Friday, October 27, 2006

the weather outside

i went sledding with natalie last night. we left with 2 more sleds than we came with. they had been abandoned and we were just cleaning up the slope. this morning i found my peanut butter jar in the fridge. it was empty. i guess i had it coming.

Thursday, October 26, 2006

rock-a-bye baby

we briefly doubled our population. sort of. not sure if you could count a 12 pound smiling, crying, sleeping, eating machine named lilly as actually doubling one of us but what she lacks for in size and creativity she makes up for by grabbing the undivided attention of just about everyone that walks through our door. beck migrated to the basement and our brother, adam, and his little family set up camp in her bedroom. they moved out last night but didn't go very far. their apartment is next door, literally on the other side of the fence. this may be a stretch but i think they were excited to get their own place. i think beck is happy to reclaim her room again, although lamenting the fact that she still lacks a "real bed" and maybe a little sad to lose the washer and dryer as roommates. i was sad this morning when i realized i couldn't shuffle over to the next room and give my niece a kiss. i'll have to pole-vault over the fence. now, where did i store my track and field equipment?

Monday, October 23, 2006

it's five o'clock somewhere


i've decided that if you work hard its ok to chill and sit down and take a breath every once in a while. if you have 2 legs and a heart-beat however and don't have a job you should get off your tushie and find one, or two. my niece, lilly, whose job is to keep her mother busy and on call 24/7 decided to take a time out one afternoon. is she watching prison break? or dennis the menace?? and that better be a light beer.

Wednesday, October 11, 2006

send me on my way

i biked the Cherry Creek trail twice this past week. i think its my kinda trail. its a hilly winding path with few streetlights and stop signs, (that i usually blow through anyway, i mean, totally stop for) but has much for viewing pleasure. it takes a lot more concentration and devotion to take the bike lane on a road for miles on end, only to smell vehicle butt fumes and breathe lungfulls of CO2. i'm just not that obsessed yet. i'm sure if i measured it i'm probably breathing just as polluted air but at least i get to see more than just passing cars and other masochistic cyclists. my first ride this week i saw a bit more usual. cruising along parrallel to the downtown canal at 10 am i pass two hispanics chillin' at the water's rocky edge, shirts off, feet in, surrounded by the tall yellow grass. on my return trip i noticed a cop and his bike about 15 feet from them. heading this new direction and with the absence of tall grass and rocks i no longer believed they only had their shirts and shoes off. i now knew why the biking cop had pulled up and why several police cars were now pulling up to the bridge above the bank, lights flashing, sirens blurping. pedro and jose made no movement toward their clothes piled behind them. i didn't stick around to find out what happened next. maybe if they had lived in boulder they could have chilled a little longer, or at least till their buzz wore off. i'd have to agree with donald miller that it all goes back to being naked.

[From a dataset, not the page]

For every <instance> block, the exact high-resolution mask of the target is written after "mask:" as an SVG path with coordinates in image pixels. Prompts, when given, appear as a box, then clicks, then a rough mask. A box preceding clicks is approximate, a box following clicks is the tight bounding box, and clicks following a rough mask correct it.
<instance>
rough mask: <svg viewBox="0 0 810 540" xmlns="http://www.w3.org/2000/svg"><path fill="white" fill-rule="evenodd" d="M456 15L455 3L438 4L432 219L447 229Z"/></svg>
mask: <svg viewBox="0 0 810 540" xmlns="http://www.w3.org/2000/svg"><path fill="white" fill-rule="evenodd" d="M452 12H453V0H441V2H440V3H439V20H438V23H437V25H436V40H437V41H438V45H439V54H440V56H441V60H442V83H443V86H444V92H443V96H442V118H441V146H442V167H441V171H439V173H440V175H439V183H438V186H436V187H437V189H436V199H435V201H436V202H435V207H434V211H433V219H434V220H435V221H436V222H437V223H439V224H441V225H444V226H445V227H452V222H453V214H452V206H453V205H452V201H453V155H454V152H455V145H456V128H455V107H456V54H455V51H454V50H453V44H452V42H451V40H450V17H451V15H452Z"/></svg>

Thursday, October 05, 2006

high school never ends

what's the big hype with myspace? it seems to be an obssession no matter what your age. i succumbed to the craze last night. part of me is now dissapointed that i was so weak, and then the other half realizes that i laughed so hard it makes the weakness worthwhile. i surfed through my highschool and college list of myspacers. i realized that i'm quite average when it comes to post-college decisions. i'm not married with 3 kids and i don't want to live in an eternal frat house either. then i realized i wasted an entire night laughing at my classmates. now i'm going to stand in front of the mirror and laugh at myself.

Wednesday, October 04, 2006

chumbawumba

i'm currently suffering from a chronic case of writer's block. i've been told the best way to cure it would be to just start writing, can't think of anything, can't think of anything, can't think of anything...and now my boring entry will, i'm sure, lose all of my 3 subscribers. my friend, dan, somehow comes up with witty crap like eating with his door open and gets all sorts of comments and continued readers...i need some inspiration like that. maybe i should make myself an office and start eating stuff like cous cous with the door open and then i could write about it and then people would get irritated and tell me they were irritated and then we would have conversations about food and then talk about whose mom's cooking was the best. i'd be out of that conversation because my mom couldn't cook when i was growing up...and then i would have to admit that i was lying and that she could cook a little but that i just wanted to be belligerent.